The Museum of Dr. Moses
- Author: Joyce Carol Oates
- Language: English
- Genre: Short story collection
- Publisher: Harcourt
- Publication date: August 6, 2007
- Publication place: United States
- Media type: Print (hardback)
- Pages: 240
- ISBN: 0-15-101531-7 (first edition)
- OCLC: 74460086
- Dewey Decimal: 813/.54 22
- LC Class: PS3565.A8 M87 2007
- Preceded by: High Lonesome: New & Selected Stories, 1966–2006

= The Museum of Dr. Moses =

2007 short story collection by Joyce Carol Oates

The Museum of Dr. Moses: Tales of Mystery and Suspense is a short story collection by Joyce Carol Oates comprising ten thriller and horror stories.
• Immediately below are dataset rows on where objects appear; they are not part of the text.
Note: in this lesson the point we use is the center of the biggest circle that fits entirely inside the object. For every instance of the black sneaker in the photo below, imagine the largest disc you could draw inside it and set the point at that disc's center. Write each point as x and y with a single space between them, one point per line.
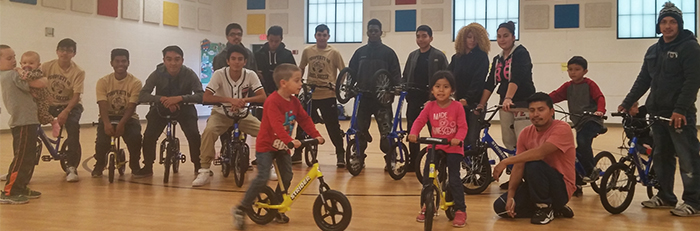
543 216
282 218
565 212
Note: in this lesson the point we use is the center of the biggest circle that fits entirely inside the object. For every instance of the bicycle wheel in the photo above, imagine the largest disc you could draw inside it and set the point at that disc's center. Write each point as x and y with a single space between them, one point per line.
332 211
310 154
398 166
420 164
112 167
121 160
478 174
354 162
602 161
344 85
617 188
383 87
263 215
227 160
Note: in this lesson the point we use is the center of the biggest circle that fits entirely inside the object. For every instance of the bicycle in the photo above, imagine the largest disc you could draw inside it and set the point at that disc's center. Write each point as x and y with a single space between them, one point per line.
602 161
305 97
617 185
436 193
345 89
476 167
326 208
235 153
116 156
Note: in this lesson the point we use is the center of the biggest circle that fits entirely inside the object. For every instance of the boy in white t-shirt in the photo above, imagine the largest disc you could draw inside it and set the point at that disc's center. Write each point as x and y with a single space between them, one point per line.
229 86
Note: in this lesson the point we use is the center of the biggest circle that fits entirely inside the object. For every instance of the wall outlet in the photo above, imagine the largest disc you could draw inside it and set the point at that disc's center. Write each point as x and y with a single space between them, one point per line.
48 31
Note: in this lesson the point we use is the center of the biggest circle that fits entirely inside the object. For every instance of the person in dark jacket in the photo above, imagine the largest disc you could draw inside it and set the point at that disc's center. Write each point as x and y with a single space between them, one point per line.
420 66
672 72
512 71
366 61
174 84
270 55
234 35
470 65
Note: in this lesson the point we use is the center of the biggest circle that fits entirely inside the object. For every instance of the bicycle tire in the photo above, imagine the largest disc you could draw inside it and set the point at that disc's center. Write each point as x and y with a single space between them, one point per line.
354 163
111 167
266 196
600 158
478 177
339 204
398 166
121 159
343 85
609 186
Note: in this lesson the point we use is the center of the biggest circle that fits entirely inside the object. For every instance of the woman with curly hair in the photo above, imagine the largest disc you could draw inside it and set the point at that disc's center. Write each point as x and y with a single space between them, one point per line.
470 65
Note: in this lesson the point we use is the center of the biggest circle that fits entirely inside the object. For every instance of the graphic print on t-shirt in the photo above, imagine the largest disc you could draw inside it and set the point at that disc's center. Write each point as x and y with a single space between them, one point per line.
59 88
446 124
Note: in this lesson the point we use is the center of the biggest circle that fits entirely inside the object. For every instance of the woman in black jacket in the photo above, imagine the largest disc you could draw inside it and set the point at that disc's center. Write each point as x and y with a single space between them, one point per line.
470 65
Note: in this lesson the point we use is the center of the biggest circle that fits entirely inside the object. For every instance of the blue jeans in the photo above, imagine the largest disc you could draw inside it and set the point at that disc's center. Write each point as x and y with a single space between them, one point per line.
264 159
584 142
453 162
667 145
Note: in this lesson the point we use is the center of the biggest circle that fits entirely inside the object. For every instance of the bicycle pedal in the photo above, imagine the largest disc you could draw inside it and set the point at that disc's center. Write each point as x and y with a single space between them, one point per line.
46 158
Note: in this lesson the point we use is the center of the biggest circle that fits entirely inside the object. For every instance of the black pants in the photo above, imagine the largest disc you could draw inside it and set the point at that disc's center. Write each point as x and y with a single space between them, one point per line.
72 128
413 110
131 137
383 114
22 167
154 128
329 113
543 185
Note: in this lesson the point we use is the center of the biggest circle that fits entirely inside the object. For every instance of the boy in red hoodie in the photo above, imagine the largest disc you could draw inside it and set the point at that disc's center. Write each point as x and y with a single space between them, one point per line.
281 112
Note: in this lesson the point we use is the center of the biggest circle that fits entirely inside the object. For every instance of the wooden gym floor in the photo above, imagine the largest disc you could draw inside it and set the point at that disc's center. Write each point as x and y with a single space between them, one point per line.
378 202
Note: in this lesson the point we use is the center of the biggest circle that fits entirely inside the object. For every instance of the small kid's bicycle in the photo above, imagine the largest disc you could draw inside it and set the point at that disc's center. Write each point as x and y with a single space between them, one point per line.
310 151
331 210
436 192
617 185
The collection was published in 2007 by Harcourt.

== Stories ==
The collection includes ten stories. All were previously published, as indicated:

- "Hi! Howya Doin!" (Ploughshares, Spring 2007, as "Hi Howya Doin")
- "Suicide Watch" (Playboy, May 2006)
- "The Man Who Fought Roland LaStarza" (anthology Murder on the Ropes: Original Boxing Mysteries, 2001)
- "Valentine, July Heat Wave" (Harper's Bazaar UK, July 2006)
- "Bad Habits" (Timothy McSweeney's Quarterly Concern, Winter 2005/2006)
- "Feral" (Fantasy & Science Fiction, September 1998)
- "The Hunter" (Ellery Queen's Mystery Magazine, November 2003)
- "The Twins: A Mystery" (Alfred Hitchcock's Mystery Magazine, December 2002)
- "Stripping" (Postscripts, Spring 2004)
- "The Museum of Dr. Moses" (anthology The Museum of Horrors, 2001)

== Synopsis ==
In "The Man Who Fought Roland LaStarza" a woman's world is upended when she learns the brutal truth about a family friend's death—and what her father is capable of. Meanwhile, a businessman desperate to find his missing two-year-old grandson in "Suicide Watch" must determine whether the horrifying tale his junkie son tells him about the boy's whereabouts is a confession or a sick test. In "Valentine, July Heat Wave" a man prepares a gruesome surprise for the wife determined to leave him. And the children of a BTK-style serial killer struggle to decode the patterns behind their father's seemingly random bad acts, as well as their own, in "Bad Habits."

== Reception ==
Kirkus Reviews described the collection as "surreal interior landscapes, shamelessly incantatory prose and an enduring ambivalence toward the neo-gothic conventions from which Oates draws her power to shock and dismay."